Variaties:Dezelfde oefening maar nu met drietallen in estafettevorm. Welk groepje is het eerst klaar?
Blokjes rapen. Als a., maar nu worden op de plaats van de lijnen blokjes gelegd, die door de kinderen één voor één opgehaald moeten worden. Wie is het snelst klaar?
Het 'parcours' is hetzelfde, maar nu wordt er afwisselend vooruit- en achteruit gelopen of er wordt gelopen met kruispassen, met loopsprongen,
Speel 2:2, wel tweetal maakt als eerste 5 doelpunten. (dit doen we 2 x tegen een ander tweetal)
4:4 , waarbij in een kleine ruimte 10x moet worden overgespeeld, zonder dat de bal wordt onderschept of valt.
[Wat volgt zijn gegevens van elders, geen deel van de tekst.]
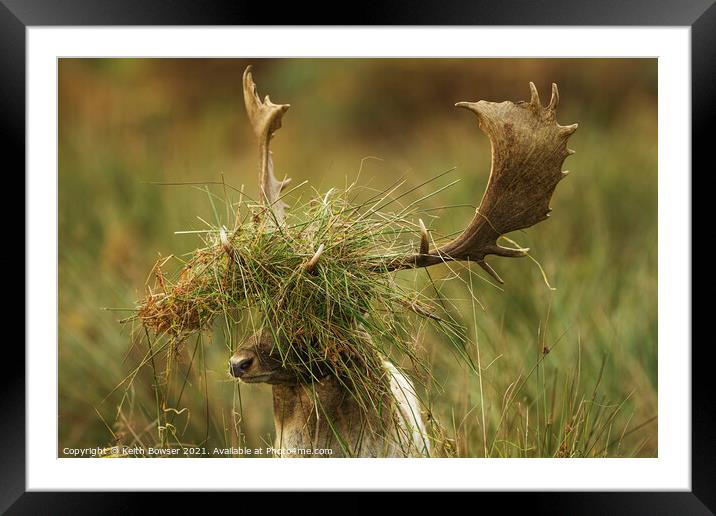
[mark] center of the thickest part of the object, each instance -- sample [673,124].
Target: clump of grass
[344,313]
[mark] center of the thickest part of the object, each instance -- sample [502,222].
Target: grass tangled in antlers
[345,312]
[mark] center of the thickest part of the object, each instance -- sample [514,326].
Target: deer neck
[320,419]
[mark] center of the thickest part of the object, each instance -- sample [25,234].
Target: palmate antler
[265,118]
[528,149]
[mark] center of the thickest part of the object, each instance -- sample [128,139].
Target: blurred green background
[127,123]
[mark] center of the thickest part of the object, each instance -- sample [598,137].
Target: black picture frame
[17,15]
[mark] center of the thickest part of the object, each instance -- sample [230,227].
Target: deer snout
[241,363]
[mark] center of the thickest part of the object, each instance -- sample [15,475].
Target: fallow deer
[318,411]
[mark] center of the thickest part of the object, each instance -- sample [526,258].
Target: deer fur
[528,150]
[324,418]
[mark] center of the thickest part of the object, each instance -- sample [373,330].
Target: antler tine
[265,118]
[554,100]
[528,149]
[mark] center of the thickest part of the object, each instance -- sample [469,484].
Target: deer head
[528,149]
[258,360]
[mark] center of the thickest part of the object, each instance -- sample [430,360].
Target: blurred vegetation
[569,372]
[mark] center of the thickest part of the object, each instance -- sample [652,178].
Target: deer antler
[528,149]
[265,118]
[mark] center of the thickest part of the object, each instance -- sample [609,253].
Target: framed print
[445,250]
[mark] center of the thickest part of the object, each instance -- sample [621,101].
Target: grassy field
[570,372]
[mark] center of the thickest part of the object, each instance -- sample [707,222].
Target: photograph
[357,258]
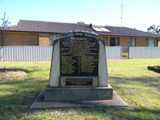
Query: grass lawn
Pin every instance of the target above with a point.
(139, 87)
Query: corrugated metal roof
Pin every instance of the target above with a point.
(56, 27)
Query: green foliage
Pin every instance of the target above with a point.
(130, 78)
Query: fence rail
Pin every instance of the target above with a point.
(144, 52)
(38, 53)
(25, 53)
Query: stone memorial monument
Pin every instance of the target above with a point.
(78, 69)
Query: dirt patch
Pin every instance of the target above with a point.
(12, 74)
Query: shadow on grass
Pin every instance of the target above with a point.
(13, 70)
(149, 81)
(22, 94)
(18, 97)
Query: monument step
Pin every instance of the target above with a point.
(78, 93)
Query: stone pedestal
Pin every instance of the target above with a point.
(78, 93)
(85, 86)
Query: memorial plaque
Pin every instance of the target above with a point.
(79, 53)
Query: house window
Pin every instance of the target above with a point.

Als deze oefening te makkelijk wordt, kun je de bal binnen 4 seconden te laten spelen. Het gaat er in deze oefening vooral om dat ze vrijlopen, op tijd aanvullen en overzicht behouden. Dit is een oefening waarbij je het inzicht om vrij te lopen kunt vergroten. Zeker als je het spel laat versnellen. (welk 4 tal scoort als eerste 3x)
In dit partijtje wil ik vooral terugzien dat eerst de vang en vervolgens de aangeef wordt neergezet. Vragen of ze de verbinding zien met het spelen van pootjes. (1 en 2)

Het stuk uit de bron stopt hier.